Тереза рушила их прекрасный распорядок. Тереза вторгалась, как колготной, неуемный и неуместный вихрь с шилом в заднице, который унять было невозможно. Ее нездоровый энтузиазм к действию был непобедим — он крушил все на своем пути в щепки, не давая даже надежды на отстройку и возвращение в прежнее состояние. Она подскакивала в семь, будила Томаса, тормошила его и заставляла куда-то лихорадочно нестись без особой на то цели, тягала его за руку по поводу и без, нарушала его личное пространство даже бесцеремоннее Ньюта и, о ужас, стирала надписи на зеркале до того, как их кто-нибудь увидит, потому что ей, видите ли, неудобно краситься.
Ньют признался себе, что ревнует на второй же час пребывания Терезы в их квартире.
Тереза пыталась занять место Ньюта. В этом у него даже сомнений никаких не возникало — Тереза без особого на то права усиленно вытесняла Ньюта с законного места возле Томаса и лезла на этот пьедестал сама. Это злило и раздражало, но не менялось.
***
Одной из маленьких традиций был сон до обеда по воскресеньям и блинчики с кокосовым молоком на завтрак. Это было, наверное, жутко неразумно, и какой-нибудь гуру здоровой пищи убил бы их на месте, но менять это не казалось нужным.
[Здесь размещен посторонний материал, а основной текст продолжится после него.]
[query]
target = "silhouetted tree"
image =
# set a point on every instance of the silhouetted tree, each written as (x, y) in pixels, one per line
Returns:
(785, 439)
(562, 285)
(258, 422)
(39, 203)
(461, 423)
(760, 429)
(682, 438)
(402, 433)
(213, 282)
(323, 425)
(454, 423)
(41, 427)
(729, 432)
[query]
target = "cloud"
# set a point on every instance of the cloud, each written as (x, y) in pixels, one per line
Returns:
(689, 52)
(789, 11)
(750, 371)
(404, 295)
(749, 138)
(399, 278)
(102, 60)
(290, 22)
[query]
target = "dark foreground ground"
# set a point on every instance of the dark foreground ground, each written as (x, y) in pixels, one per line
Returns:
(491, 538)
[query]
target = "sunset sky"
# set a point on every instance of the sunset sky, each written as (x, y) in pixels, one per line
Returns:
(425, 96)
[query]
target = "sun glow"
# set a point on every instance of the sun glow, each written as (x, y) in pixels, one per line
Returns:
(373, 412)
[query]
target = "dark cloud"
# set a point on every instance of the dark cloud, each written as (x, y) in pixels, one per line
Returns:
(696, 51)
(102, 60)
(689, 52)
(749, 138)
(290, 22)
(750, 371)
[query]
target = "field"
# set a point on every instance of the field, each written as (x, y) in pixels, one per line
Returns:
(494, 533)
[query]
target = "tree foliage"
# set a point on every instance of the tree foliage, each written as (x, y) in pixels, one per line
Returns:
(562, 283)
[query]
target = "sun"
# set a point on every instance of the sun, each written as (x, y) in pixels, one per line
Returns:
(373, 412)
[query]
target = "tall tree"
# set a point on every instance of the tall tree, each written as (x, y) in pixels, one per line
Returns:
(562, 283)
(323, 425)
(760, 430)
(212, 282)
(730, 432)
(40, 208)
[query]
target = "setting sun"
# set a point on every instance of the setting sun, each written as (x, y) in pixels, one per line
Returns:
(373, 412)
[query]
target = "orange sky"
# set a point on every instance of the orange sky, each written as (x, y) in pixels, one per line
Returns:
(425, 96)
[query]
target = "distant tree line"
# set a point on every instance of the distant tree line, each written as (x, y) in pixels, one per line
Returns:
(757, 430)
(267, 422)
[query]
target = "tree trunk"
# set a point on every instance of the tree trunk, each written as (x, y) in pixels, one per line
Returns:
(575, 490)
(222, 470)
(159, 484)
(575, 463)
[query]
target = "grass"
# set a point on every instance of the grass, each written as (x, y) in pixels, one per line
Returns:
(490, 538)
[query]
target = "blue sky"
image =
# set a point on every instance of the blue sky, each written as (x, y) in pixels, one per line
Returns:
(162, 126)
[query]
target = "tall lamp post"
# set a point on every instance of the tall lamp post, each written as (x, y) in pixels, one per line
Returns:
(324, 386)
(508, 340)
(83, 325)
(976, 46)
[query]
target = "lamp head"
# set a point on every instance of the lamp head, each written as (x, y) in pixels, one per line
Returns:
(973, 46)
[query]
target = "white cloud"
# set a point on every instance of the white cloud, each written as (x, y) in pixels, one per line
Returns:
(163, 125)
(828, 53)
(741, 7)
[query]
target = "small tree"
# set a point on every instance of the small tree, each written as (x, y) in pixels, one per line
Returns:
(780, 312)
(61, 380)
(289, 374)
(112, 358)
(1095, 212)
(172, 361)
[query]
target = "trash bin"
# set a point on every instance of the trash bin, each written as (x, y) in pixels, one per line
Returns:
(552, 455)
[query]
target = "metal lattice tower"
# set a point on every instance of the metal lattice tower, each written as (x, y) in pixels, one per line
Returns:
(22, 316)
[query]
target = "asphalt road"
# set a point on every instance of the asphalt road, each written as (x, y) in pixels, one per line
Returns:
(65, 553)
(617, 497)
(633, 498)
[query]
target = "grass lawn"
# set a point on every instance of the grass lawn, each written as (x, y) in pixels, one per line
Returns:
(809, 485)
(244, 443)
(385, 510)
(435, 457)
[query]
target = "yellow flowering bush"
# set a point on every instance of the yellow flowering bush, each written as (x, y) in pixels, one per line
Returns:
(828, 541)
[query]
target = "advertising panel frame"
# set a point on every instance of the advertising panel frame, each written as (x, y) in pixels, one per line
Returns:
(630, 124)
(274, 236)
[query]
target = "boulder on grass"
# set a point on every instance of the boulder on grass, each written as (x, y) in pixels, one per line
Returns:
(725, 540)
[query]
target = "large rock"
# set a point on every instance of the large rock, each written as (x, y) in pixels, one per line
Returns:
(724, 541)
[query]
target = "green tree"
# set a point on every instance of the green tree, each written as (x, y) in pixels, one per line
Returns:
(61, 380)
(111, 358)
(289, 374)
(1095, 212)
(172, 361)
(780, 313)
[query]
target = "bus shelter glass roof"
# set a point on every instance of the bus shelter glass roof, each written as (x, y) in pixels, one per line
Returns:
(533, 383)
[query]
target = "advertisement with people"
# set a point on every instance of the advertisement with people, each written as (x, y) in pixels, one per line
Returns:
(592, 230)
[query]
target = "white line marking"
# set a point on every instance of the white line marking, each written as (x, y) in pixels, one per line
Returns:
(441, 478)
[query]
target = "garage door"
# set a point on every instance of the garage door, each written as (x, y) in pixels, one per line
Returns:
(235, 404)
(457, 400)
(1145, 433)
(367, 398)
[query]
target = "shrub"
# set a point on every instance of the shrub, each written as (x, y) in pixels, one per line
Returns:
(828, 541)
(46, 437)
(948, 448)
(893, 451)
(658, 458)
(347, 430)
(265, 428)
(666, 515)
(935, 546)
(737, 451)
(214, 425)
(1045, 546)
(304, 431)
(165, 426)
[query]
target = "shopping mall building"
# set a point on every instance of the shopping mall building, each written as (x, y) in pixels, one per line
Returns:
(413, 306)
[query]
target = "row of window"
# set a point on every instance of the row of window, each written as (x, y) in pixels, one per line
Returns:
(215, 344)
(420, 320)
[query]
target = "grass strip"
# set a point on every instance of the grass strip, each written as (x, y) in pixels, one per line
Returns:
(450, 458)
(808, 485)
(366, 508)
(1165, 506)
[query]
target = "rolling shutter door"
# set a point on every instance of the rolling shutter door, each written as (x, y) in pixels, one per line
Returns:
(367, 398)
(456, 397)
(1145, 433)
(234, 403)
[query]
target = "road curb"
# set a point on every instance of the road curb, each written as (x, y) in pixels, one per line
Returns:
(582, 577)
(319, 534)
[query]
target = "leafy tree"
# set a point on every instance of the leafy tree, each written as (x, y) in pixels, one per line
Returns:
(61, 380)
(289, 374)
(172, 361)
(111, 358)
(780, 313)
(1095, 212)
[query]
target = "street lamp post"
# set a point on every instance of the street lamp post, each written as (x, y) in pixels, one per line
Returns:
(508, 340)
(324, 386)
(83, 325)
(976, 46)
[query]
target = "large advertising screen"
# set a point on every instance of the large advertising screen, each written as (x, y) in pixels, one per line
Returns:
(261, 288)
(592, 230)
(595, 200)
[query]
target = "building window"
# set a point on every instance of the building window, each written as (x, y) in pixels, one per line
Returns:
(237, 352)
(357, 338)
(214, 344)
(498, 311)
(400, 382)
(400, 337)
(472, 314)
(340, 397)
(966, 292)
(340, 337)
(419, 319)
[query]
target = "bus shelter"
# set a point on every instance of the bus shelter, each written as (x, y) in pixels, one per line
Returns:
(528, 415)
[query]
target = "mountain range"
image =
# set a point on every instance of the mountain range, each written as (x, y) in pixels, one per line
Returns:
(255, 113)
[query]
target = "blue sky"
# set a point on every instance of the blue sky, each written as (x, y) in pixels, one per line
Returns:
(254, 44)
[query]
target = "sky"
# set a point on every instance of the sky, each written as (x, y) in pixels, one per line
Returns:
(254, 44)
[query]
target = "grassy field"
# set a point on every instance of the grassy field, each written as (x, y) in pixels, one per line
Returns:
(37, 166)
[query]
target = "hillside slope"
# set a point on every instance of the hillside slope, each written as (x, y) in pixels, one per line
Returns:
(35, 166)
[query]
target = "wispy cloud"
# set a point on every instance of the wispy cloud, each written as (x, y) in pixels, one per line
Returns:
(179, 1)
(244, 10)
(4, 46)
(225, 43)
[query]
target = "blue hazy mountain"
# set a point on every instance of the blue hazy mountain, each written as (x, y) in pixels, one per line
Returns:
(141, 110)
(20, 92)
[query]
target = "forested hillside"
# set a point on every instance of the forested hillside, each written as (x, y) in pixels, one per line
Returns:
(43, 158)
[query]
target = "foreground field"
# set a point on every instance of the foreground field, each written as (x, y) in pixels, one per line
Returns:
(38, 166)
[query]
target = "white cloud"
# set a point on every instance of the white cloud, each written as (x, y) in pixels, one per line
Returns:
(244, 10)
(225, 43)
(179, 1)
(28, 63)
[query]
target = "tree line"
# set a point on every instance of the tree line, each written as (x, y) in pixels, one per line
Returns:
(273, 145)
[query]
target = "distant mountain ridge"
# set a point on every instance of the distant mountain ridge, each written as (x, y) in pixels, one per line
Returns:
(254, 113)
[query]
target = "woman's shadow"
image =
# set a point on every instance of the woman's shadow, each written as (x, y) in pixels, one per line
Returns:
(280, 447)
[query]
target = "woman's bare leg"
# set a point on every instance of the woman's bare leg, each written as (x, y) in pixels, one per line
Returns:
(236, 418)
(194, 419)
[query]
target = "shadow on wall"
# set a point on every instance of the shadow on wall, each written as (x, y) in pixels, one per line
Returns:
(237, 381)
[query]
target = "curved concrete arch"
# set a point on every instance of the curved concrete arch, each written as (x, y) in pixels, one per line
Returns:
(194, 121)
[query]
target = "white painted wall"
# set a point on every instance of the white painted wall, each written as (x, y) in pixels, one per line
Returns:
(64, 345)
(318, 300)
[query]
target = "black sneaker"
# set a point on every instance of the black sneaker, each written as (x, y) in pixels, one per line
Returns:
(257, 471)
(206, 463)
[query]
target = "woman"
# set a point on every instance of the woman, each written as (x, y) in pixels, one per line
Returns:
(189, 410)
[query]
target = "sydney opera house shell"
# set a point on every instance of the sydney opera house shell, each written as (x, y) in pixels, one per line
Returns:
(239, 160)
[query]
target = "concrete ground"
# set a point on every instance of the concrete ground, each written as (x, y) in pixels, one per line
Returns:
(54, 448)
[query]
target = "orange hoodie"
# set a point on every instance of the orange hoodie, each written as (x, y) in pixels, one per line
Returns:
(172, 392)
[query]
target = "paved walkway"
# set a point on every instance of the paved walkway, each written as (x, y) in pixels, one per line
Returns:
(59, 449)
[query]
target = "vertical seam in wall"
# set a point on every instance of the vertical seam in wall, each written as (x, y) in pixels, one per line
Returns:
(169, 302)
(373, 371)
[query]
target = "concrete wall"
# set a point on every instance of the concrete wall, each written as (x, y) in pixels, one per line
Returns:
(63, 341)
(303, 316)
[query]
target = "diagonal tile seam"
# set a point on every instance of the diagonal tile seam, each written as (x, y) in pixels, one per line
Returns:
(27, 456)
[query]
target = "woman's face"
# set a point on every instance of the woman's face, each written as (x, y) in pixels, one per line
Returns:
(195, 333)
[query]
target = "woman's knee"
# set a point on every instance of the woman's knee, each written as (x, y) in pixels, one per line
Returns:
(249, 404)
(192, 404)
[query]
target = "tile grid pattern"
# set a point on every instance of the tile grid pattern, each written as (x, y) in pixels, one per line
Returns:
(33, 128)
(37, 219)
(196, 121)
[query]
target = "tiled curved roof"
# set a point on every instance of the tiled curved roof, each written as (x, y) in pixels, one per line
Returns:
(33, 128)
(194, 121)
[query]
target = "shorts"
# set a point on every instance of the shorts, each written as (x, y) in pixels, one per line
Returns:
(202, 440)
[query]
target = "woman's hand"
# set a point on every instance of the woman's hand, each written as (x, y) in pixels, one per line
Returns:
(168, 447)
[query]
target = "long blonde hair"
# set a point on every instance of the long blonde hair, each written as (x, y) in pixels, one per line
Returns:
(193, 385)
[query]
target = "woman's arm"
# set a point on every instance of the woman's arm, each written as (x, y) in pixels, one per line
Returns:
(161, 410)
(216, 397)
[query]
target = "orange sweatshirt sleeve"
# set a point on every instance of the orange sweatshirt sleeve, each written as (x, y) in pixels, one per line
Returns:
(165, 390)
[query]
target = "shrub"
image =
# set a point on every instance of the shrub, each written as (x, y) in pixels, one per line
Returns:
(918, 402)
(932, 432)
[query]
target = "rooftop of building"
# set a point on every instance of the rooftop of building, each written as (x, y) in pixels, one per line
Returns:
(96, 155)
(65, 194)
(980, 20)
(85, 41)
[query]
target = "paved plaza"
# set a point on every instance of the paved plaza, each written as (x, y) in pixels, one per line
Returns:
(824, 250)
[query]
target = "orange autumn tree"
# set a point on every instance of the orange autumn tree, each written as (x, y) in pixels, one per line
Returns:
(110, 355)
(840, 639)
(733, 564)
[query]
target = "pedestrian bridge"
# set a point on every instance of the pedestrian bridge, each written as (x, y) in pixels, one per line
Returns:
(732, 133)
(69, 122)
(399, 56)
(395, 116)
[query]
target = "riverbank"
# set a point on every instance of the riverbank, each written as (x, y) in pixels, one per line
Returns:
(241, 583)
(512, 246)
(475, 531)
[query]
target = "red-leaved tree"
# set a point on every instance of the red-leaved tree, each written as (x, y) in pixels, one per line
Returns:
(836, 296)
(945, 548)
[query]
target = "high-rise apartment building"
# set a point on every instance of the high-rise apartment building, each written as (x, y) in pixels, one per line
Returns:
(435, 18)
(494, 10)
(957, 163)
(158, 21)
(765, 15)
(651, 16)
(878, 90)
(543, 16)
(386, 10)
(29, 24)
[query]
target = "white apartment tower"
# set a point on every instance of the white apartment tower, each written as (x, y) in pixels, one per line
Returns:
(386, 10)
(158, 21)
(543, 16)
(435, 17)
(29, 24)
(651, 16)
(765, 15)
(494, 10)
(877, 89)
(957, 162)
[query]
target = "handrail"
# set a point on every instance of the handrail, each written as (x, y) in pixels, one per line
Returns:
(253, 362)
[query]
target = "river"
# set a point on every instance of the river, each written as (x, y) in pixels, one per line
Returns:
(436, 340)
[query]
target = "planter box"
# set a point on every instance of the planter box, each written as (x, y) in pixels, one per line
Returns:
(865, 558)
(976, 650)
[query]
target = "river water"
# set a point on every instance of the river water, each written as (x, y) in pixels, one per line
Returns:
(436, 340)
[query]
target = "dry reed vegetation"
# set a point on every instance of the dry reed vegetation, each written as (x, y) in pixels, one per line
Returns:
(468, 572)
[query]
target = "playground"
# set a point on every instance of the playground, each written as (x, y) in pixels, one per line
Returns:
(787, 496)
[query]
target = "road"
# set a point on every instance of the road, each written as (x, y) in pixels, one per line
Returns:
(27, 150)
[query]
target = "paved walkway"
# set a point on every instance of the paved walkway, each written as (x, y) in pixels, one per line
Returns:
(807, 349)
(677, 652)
Тереза умудрилась влезть даже в что-то столь незначительное.
Она подняла Томаса ни свет ни заря, разбудила даже Ньюта своим жужжащим, как трактор, феном, она вломилась на кухню уже в полном обмундировании и снова схватила Томаса, — заспанного, невыспавшегося, усталого Томаса, — за руку и потянула с кухни.
Ньют так и застыл со сковородкой в руке.
— Это куда это вы? — ошеломленно выдал он. В девять утра даже сарказм, обычно сочащийся в каждом слове, работать отказывался.
— Мы по магазинам, позавтракаем по пути, развлекайся! — скороговоркой пропела Тереза и выпорхнула с кухни, таща за собой Томаса, как ленивый мешок с картошкой в растянутой футболке.
В эту секунду Ньют был действительно готов треснуть ее этой самой сковородкой, которую сжимал до побеления костяшек.
***
Следующим фокусом, выкинутым Терезой, были походы по магазинам. Она гоняла кругами по супермаркетам каждый день, не ходя за чем-то конкретным, а, кажется, убивая время, Томаса и терпение Ньюта заодно.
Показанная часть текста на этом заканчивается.